Unterrichtete Fächer, die nicht benotet werden konnten, erhalten im Zeugnis die Eintragung »teilgenommen«. Dies sollte vor allem angewendet werden, wenn der Unterricht zwar teilweise stattgefunden hat, aber eine Benotung nicht möglich war. Für die Grundschule und die Primarstufe der Förderschule werden gesonderte Regelungen getroffen, da sich hier der Unterricht bis zum Ende des Schuljahres im Wesentlichen auf die Fächer Deutsch bzw. Sorbisch, Mathematik, Sachunterricht sowie Englisch in Klassenstufe 4 konzentrieren wird.

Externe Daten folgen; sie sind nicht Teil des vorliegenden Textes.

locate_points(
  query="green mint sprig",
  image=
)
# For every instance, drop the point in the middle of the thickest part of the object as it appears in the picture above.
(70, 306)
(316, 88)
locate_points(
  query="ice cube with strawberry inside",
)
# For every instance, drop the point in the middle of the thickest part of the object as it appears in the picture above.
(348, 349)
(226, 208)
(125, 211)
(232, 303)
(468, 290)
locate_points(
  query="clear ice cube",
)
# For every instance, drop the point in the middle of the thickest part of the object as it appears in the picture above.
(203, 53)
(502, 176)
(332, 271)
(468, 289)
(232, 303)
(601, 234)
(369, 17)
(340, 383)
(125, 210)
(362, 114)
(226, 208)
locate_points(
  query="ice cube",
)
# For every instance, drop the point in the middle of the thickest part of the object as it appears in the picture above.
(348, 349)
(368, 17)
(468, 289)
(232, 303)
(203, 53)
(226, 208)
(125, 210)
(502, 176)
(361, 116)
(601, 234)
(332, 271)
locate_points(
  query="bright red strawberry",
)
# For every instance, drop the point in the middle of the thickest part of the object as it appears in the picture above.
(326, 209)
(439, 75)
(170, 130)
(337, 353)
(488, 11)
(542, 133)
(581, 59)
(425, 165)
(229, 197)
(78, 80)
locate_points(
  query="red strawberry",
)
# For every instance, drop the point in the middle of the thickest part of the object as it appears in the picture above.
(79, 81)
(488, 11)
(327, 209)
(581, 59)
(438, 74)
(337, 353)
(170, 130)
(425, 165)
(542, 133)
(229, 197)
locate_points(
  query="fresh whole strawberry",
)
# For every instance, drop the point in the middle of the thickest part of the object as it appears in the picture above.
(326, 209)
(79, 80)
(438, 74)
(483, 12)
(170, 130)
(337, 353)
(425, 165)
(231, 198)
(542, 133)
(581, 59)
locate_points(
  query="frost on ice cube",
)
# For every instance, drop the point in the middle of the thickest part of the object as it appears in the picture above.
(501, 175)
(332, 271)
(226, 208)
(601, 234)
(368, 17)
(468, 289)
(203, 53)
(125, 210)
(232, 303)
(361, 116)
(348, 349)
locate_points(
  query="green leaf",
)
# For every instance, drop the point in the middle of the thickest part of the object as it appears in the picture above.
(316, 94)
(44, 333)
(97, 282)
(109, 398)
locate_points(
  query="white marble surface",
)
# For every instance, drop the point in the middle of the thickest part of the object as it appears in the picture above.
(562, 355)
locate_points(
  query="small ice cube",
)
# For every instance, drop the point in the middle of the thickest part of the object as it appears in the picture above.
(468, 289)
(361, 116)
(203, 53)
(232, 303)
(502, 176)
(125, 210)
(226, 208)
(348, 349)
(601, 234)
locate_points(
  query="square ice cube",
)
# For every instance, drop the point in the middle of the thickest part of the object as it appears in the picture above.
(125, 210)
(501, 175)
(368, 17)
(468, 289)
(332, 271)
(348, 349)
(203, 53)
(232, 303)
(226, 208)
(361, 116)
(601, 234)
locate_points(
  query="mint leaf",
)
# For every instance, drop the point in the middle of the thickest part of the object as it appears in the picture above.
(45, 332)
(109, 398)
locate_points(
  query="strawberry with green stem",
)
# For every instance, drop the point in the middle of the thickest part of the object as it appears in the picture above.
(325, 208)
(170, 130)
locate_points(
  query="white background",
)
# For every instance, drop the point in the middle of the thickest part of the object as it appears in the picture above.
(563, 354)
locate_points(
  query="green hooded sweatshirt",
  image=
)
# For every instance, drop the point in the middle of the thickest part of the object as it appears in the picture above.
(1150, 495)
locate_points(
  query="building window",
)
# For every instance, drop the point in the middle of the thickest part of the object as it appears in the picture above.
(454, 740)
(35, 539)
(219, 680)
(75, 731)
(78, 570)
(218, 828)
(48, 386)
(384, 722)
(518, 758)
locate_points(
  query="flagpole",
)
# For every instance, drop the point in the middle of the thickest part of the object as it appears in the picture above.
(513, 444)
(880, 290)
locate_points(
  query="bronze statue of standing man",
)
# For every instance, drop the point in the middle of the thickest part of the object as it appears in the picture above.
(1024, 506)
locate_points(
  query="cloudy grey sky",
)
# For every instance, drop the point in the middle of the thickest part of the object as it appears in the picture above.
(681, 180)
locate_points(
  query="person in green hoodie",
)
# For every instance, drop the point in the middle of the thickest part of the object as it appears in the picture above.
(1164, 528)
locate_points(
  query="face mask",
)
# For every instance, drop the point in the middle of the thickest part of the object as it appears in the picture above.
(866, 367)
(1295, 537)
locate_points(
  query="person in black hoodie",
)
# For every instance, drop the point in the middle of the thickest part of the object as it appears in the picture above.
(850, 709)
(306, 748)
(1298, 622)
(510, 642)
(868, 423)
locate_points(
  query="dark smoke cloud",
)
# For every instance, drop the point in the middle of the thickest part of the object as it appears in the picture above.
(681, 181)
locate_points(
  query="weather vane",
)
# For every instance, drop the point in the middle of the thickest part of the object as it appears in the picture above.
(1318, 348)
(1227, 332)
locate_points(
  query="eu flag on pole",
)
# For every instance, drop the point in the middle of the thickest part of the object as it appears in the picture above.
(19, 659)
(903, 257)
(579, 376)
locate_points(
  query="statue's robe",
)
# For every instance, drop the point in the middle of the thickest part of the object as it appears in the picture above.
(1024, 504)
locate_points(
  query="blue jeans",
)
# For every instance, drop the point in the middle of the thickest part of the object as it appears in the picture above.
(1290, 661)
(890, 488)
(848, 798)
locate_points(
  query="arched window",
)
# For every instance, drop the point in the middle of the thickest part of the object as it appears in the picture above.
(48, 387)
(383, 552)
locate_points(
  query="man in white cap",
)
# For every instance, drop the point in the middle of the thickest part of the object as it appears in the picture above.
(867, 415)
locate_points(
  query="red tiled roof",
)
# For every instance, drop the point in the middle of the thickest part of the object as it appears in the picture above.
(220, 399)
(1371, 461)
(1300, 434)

Schülerinnen und Schüler, die nicht am Präsenz- oder Wechselunterricht teilnehmen, verbringen die Lernzeit zu Hause und werden mit Lernaufgaben versorgt. Mit einer vollumfänglichen Betreuung der Schülerinnen und Schüler durch die Lehrkräfte, wie im Rahmen der häuslichen Lernzeit bei Schulschließungen oder wie im Präsenz- oder Wechselunterricht kann allerdings nicht gerechnet werden. Über mögliche Formen der Benotung der Leistungen der Schülerinnen und Schüler entscheidet die Schule eigenverantwortlich, sofern Möglichkeiten zum Nachholen von Leistungen nicht gegeben sind. Das kann auch bedeuten, dass angesichts nicht ausreichender Möglichkeiten zur Benotung die Ausweisung einer Note im Zeugnis unmöglich wird.

Klassenstufen wiederholen nur im Einzelfall

Nur für Schülerinnen und Schüler der Abschlussklassen kann im Schuljahr 2020/21 die Schulleiterin bzw. der Schulleiter in begründeten Einzelfällen eine freiwillige Wiederholung zulassen, ohne dass diese auf die Schulbesuchsdauer angerechnet wird. Wichtig ist allerdings, dass diese Entscheidung spätestens vor der letzten mündlichen Prüfung getroffen wird.

Für alle übrigen Schülerinnen und Schüler gilt: Die freiwillige Wiederholung einer Klassenstufe wird auf die Schulbesuchsdauer angerechnet und gilt als Nichtversetzung. Wie bisher gelten die Versetzungsregelungen der jeweiligen Schulordnungen. Maßgeblich sind die auf den Jahreszeugnissen ausgewiesenen Noten. Die Corona-Pandemie gilt als wichtiger Grund nach dem Schülerinnen und Schüler, die nicht zu versetzen wären, versetzt werden, wenn sie aufgrund ihrer Leistungsfähigkeit und bisherigen Gesamtentwicklung den Anforderungen der nächsthöheren Klassenstufe voraussichtlich ge-wachsen sein werden.

Die Erwägung einer freiwilligen Wiederholung ist immer eine sehr schwierige Einzelfallentscheidung. Sie muss von Schule gemeinsam mit den Eltern und sehr verantwortungsvoll getroffen werden. Im Regelfall wollen die Schüler in ihrer Klasse weiterlernen. Defiziten, die alle Schülerinnen und Schüler der Klasse betreffen, wird so gemeinsam begegnet.

Zu beachten ist auch, dass sich der Weggang aus der Klassengemeinschaft und von den vertrauten Fachlehrerinnen und -lehrern so demotivierend auswirken kann, dass auch die Wiederholung keinen Erfolg bringt.

Den Anschluss des Einzelnen bei Leistungsschwächen an das Klassenniveau kann eine individuelle und zeitlich beschränkte intensive Förderung ermöglichen. Durch die geplanten Lehrplananpassungen und die Möglichkeit, Unterrichtsstoff zu widerholen bestehen dafür sehr gute Voraussetzungen.